El mecanicismo consiste en construir una cadena férrea de causas y efectos, una estructura rígida, donde todo encaja a la perfección pero que al mismo tiempo puede acabar por ser tan predecible que el espectador pierda todo interés en seguir la trama: aunque no se adivine siempre lo que va a suceder, sí percibe continuamente que lo que está viendo “sirve para algo”. Eso acaba fatigando, porque se detecta tras la acción la mano constante y firme del guionista, a menudo muy hábil, es cierto, pero demasiado presente. Este mecanicismo es absoluto hoy en día en las películas de Hollywood y lo era en las series de Estados Unidos hasta hace unos años. Todo en la narración era arte de guionista preciso y formulario, normas y trucos estructurales de probada eficacia comercial, pero la vida se escapaba entre las rendijas de esa red tan bien trazada.

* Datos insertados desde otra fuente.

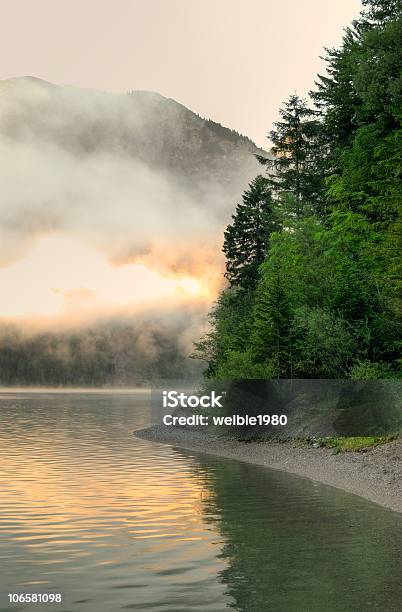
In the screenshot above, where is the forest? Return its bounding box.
[194,0,402,379]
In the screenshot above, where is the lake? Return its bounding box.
[0,392,402,612]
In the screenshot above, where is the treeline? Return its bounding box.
[0,322,198,386]
[195,0,402,379]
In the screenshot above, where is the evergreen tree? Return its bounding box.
[223,176,278,290]
[257,95,323,216]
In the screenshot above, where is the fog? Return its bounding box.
[0,78,258,378]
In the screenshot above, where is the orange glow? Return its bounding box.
[0,234,217,319]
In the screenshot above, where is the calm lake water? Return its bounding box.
[0,392,402,612]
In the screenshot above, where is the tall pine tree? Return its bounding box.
[223,176,278,290]
[257,95,323,216]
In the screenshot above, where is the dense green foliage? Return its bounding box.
[196,0,402,379]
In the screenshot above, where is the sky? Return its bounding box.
[0,0,361,328]
[0,0,361,145]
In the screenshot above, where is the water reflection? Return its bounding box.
[0,393,402,612]
[178,451,402,612]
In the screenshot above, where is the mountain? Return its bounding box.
[0,77,264,385]
[0,77,264,219]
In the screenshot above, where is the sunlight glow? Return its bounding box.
[0,234,208,318]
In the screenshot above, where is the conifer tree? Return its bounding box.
[257,95,323,216]
[223,176,278,290]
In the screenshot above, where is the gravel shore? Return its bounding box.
[134,425,402,512]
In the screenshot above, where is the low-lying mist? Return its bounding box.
[0,78,258,385]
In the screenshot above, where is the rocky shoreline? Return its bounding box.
[134,425,402,513]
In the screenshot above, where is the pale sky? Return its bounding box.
[0,0,361,145]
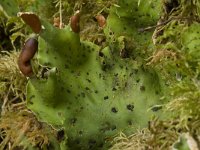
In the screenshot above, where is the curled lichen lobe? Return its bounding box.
[18,38,38,76]
[70,11,80,33]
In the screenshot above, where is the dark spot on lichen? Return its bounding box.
[85,87,90,91]
[88,139,97,149]
[29,101,33,105]
[86,79,91,83]
[78,131,83,136]
[81,92,85,98]
[111,125,117,131]
[140,85,145,92]
[29,95,35,100]
[103,96,109,100]
[112,87,117,91]
[128,120,133,126]
[111,107,118,113]
[126,104,134,111]
[74,139,81,145]
[99,51,104,57]
[151,105,162,112]
[94,90,98,94]
[57,130,65,142]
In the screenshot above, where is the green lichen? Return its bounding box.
[24,1,165,149]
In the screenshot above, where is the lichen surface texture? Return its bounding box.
[27,0,166,149]
[0,0,200,150]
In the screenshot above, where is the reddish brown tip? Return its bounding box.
[18,12,42,34]
[95,14,106,28]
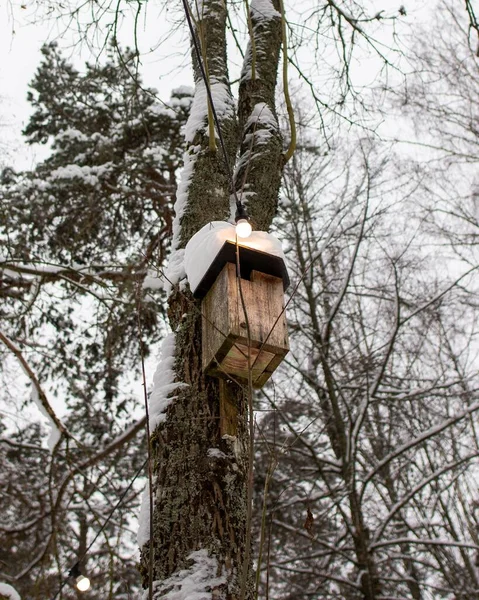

De todo esto y de cómo la obsesión por la estructura es la razón de esa previsibilidad del cine comercial, hablo también en los primeros capítulos de El guión del siglo 21.

Por otra parte, el acausalismo radical, que rompe las expectativas del espectador continuamente, no dándole nunca lo que espera, puede a veces ser muy estimulante, pero otras veces se convierte en una especie de ejercicio de estilo en el que (¡oh, paradoja!) se ve también demasiado al guionista. Porque el hecho de que ninguna causa produzca un efecto puede ser tan insólito o previsible como lo contrario. De ahí la artificiosidad de ambas escuelas.

Como suele suceder, por fortuna existe un término medio entre los extremos, que rechaza tanto el “todo tiene que servir para hacer avanzar la trama” como el “nada de lo que vemos tiene sentido”.

En este término medio se podría tal vez citar a Shakespeare, que construye tramas elaboradas, pero escribe escenas o diálogos que no tienen una función clara en la trama; o series recientes de la televisión americana, como Los Soprano, y especialmente The Wire, pero también House of cards, Boardwalk Empire y muchas otras. Hablaré de algunas de las características de estas series en otro momento.

memento

Memento es un ejemplo de estructura férrea, absoluta, pero que, al mismo tiempo propone algo distinto en lo que se refiere a la sucesión habitual de causas y efectos, pues todo transcurre al revés, lo que rompe las expectativas del espectador y la acerca al cine experimental, a pesar de ser cine comercial.


Aquí puedes ver el momento inicial (o final) de Memento

Imagen de previsualización de YouTube

Y aquí, por el contrario (o no= puedes ver el momento inicial (o final) de  Memento

 Imagen de previsualización de YouTube

En Happy End (1967), la película checoslovaca de  Oldřich Lipský, el final cronológico es el principio y el principio es el final, y toda la película se desenvuelve, como en Memento, desde el desenlace cronológico hacia atrás, mediante la sucesión de pequeños bloques narrativos como el que puedes ver aquí. Vamos, pues, desde los efectos a las causas. O, si se prefiere, desde el punto de vista narrativo, los efectos son las causas.


Aunque esta entrada se ocupa de una de las paradojas de Las paradojas del guionista, también tiene mucha relación con una de las técnicas narrativas a las que me refiero en El espectador es el protagonista, el acausalismo.